My husband is on his way home from work right now and will not be going back until Tuesday the 30th. He’s actually taking a vacation, and he so deserves it. He’d been thinking about taking a few extra days off in addition to the two days he gets off for Thanksgiving, and it turns out that he’s actually going to be able to do it. The timing worked out really well. He called someone in the HR department to check on how many vacation days he has left, and he was told that it would probably be a good idea to take some time off. He’s been working at the firm since September of last year and has only taken three days of vacation. He can only roll over a certain number of vacation hours to next year, so he has a couple of days that he’ll lose if he doesn’t get out of the office.
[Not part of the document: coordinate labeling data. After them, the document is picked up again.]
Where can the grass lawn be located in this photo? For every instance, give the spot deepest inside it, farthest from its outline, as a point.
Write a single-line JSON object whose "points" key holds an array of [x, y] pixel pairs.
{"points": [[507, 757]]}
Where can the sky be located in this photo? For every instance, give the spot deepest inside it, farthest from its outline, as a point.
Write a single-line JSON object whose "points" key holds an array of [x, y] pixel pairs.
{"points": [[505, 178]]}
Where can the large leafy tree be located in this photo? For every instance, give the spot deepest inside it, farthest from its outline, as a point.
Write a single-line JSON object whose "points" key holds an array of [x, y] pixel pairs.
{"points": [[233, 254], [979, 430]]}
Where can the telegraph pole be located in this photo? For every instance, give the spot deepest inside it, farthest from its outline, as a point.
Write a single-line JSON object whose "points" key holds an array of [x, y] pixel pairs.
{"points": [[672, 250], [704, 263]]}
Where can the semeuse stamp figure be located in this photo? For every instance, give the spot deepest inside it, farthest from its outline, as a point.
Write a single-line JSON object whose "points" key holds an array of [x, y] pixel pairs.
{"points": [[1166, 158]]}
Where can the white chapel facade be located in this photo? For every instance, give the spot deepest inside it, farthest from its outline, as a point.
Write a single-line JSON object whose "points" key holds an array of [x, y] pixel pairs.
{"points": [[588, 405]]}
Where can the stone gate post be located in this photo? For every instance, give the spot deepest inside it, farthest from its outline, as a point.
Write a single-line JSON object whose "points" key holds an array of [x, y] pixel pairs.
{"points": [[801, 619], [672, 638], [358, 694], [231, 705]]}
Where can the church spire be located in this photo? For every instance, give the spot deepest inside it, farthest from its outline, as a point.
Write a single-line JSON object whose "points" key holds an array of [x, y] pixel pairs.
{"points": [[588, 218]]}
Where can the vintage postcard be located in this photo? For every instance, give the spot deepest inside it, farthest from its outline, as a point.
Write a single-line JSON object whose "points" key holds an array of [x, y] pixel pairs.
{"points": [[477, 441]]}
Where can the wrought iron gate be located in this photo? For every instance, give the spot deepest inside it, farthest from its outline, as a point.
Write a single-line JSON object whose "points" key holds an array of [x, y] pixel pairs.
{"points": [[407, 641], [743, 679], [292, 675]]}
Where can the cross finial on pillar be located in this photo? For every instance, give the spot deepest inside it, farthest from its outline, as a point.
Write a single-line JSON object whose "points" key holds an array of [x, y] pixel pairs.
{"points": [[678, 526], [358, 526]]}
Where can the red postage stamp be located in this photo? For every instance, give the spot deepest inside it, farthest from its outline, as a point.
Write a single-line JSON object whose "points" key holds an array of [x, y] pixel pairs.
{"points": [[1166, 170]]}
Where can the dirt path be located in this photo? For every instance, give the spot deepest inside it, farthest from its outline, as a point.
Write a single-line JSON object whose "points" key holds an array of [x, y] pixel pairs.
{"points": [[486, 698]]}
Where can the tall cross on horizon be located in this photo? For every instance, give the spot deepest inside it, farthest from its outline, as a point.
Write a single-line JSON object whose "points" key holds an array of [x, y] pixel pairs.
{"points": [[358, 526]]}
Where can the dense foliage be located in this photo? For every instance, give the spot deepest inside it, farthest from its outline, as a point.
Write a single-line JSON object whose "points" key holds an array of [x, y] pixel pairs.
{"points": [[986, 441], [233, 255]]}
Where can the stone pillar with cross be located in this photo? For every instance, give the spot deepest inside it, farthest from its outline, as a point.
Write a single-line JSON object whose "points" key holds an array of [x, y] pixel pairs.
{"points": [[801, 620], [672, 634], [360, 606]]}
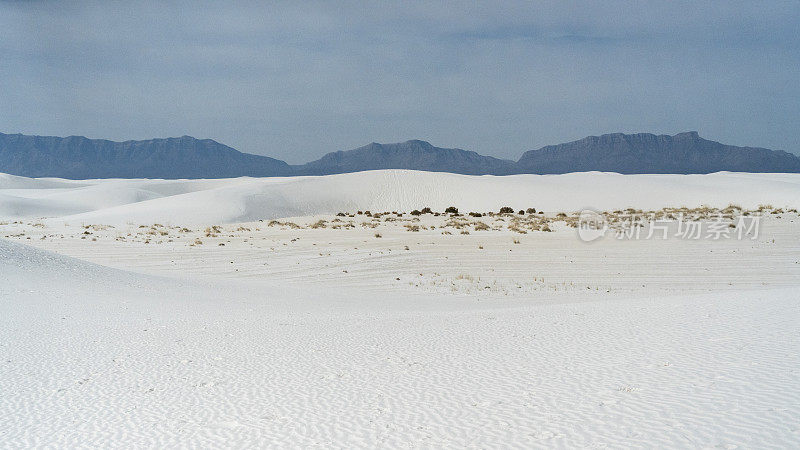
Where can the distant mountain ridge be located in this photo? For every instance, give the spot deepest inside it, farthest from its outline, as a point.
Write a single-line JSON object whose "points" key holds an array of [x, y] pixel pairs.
{"points": [[78, 157], [414, 155], [682, 153]]}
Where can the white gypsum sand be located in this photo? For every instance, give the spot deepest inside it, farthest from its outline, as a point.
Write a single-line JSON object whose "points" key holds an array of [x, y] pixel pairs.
{"points": [[129, 332]]}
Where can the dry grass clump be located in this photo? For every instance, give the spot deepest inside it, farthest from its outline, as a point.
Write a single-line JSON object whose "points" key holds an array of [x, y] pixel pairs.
{"points": [[213, 231]]}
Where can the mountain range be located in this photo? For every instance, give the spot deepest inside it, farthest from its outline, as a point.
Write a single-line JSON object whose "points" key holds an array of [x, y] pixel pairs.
{"points": [[77, 157]]}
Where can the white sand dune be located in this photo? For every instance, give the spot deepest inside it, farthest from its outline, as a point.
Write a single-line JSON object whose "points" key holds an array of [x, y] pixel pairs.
{"points": [[247, 199], [98, 357], [251, 335]]}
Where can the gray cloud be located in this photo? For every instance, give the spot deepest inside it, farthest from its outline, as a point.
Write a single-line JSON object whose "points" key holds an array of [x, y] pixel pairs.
{"points": [[296, 80]]}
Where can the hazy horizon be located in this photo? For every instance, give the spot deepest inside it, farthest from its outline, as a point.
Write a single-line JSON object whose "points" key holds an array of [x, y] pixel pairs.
{"points": [[295, 82]]}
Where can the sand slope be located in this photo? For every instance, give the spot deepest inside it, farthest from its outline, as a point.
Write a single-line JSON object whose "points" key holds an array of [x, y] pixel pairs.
{"points": [[245, 199]]}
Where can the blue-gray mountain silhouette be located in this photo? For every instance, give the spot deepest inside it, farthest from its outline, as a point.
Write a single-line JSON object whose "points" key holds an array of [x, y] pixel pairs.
{"points": [[186, 157], [77, 157], [415, 154]]}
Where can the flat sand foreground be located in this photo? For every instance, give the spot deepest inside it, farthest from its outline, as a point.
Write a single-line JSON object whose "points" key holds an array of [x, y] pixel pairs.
{"points": [[402, 330]]}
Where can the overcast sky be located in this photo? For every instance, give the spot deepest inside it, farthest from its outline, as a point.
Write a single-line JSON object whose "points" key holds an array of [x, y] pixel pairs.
{"points": [[294, 80]]}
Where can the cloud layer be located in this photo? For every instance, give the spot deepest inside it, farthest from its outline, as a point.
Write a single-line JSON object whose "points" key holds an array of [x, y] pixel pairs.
{"points": [[295, 80]]}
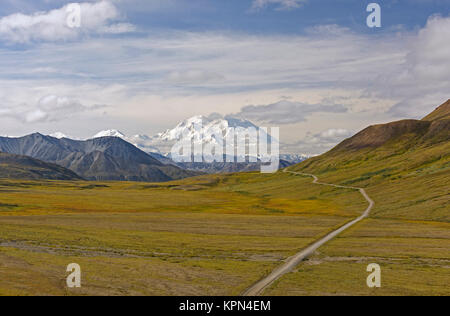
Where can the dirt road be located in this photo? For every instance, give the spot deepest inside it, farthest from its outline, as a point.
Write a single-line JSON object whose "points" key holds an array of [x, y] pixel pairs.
{"points": [[294, 261]]}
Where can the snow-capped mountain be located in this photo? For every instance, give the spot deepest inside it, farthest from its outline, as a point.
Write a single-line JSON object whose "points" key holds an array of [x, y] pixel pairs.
{"points": [[203, 131], [59, 135], [109, 133]]}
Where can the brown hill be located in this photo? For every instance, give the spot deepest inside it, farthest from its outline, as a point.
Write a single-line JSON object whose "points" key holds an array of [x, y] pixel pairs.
{"points": [[404, 166], [441, 113]]}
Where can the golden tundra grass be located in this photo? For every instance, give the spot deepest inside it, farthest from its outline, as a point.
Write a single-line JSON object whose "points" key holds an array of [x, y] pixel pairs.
{"points": [[212, 235], [216, 235]]}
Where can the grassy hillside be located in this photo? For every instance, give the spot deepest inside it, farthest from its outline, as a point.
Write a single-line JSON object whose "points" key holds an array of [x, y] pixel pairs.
{"points": [[404, 165], [22, 167], [405, 168], [201, 236]]}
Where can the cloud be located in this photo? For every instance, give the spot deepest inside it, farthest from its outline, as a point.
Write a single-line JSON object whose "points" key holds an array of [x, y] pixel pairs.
{"points": [[424, 78], [280, 4], [96, 18], [50, 108], [286, 112], [193, 77]]}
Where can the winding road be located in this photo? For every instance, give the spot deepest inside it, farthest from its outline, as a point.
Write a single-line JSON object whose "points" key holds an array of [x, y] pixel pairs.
{"points": [[295, 260]]}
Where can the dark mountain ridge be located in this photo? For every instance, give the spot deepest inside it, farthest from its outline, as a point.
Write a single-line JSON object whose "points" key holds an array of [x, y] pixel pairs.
{"points": [[27, 168], [101, 159]]}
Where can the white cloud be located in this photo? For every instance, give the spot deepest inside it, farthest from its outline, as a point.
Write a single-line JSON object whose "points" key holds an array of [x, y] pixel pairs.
{"points": [[281, 4], [98, 17], [286, 112], [50, 108], [193, 77]]}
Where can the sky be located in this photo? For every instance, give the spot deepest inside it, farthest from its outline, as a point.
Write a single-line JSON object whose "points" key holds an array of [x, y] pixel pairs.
{"points": [[311, 67]]}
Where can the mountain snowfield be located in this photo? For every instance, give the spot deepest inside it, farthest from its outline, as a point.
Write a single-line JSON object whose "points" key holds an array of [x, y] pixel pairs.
{"points": [[203, 130]]}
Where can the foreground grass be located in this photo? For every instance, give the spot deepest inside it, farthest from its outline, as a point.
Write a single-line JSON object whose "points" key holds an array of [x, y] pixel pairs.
{"points": [[212, 235], [413, 255]]}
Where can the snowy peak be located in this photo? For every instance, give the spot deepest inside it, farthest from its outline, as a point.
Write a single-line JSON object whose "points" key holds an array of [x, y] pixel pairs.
{"points": [[58, 135], [109, 133]]}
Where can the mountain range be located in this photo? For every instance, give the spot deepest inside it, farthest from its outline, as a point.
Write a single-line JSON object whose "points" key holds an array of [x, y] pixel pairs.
{"points": [[23, 167], [203, 130], [101, 159]]}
This is a really good time for him to take time off. He’s been working so much lately that he really needs a break. Plus, it will work out well with the whole FET thing. He’ll be able to come with me to my ultrasound on Wednesday (he’s never been to one of those) and will be able to be away from work the entire day of my transfer (assuming everything goes as planned). This will be much better than last time when he had to run off to another state for a clerkship interview the day of my transfer. So, I get a week and a half of husband time. I couldn’t be more excited.

The Two Week Wait November 15, 2004

Of course the most notorious two week wait in an IVF cycle is the time between embryo transfer and the all important beta. However, I’m finding myself splitting this FET into a bunch of different two week waits. First there was the 2ww between starting Lupron and my baseline ultrasound. Then came the two weeks between starting Estrace and my lining check ultrasound (almost half way through this one). Today is the beginning of another 2ww. Assuming my lining’s doing what it’s supposed to, my transfer will be two weeks from today.
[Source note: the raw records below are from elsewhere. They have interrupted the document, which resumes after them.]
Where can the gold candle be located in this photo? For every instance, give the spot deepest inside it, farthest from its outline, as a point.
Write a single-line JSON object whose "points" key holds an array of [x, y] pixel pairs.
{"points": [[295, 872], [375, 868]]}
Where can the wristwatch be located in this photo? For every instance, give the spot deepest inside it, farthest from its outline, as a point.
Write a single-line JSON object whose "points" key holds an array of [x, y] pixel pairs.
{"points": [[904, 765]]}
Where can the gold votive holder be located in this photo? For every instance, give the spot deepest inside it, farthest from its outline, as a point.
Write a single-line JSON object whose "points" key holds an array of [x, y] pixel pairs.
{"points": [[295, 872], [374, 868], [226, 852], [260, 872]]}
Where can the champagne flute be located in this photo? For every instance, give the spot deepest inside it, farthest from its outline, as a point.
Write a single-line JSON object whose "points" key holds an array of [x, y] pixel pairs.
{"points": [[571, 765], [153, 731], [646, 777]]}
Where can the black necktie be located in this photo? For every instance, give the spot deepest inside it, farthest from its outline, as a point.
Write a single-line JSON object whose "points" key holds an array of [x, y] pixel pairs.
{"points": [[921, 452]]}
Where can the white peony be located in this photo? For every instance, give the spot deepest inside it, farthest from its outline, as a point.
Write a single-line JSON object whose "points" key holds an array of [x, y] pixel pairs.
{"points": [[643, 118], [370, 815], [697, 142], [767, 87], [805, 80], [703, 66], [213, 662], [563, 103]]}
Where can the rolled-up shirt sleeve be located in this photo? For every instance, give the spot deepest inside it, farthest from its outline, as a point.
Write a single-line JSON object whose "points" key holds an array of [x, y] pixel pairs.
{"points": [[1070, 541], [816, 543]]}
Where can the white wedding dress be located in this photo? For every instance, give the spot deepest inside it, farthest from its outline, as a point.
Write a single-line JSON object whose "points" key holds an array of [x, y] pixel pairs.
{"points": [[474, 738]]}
I guess it just helps to break this very long protocol into smaller, more manageable chunks of time. There have been several points along the way where I didn’t think I could make it through all of this. It doesn’t help that my FET protocol is over 7 weeks long from first birth control pill to transfer. I have to assume that since I made it through last week, which was literally one of the longest weeks ever, I can make it through the next 2 weeks. I’m actually feeling hopeful today. Not in the “I know this is going to work” sense but in the “I think I just might make it through this” sense.

After thinking about all of these two week waits that make up this FET in my mind, I’ve found that there’s one missing. The one that I’ve never experienced before: the 2ww between positive beta and ultrasound. I don’t know if I can wrap my brain around that one enough to actually think it could happen to me. Oh, how I wish it would, though.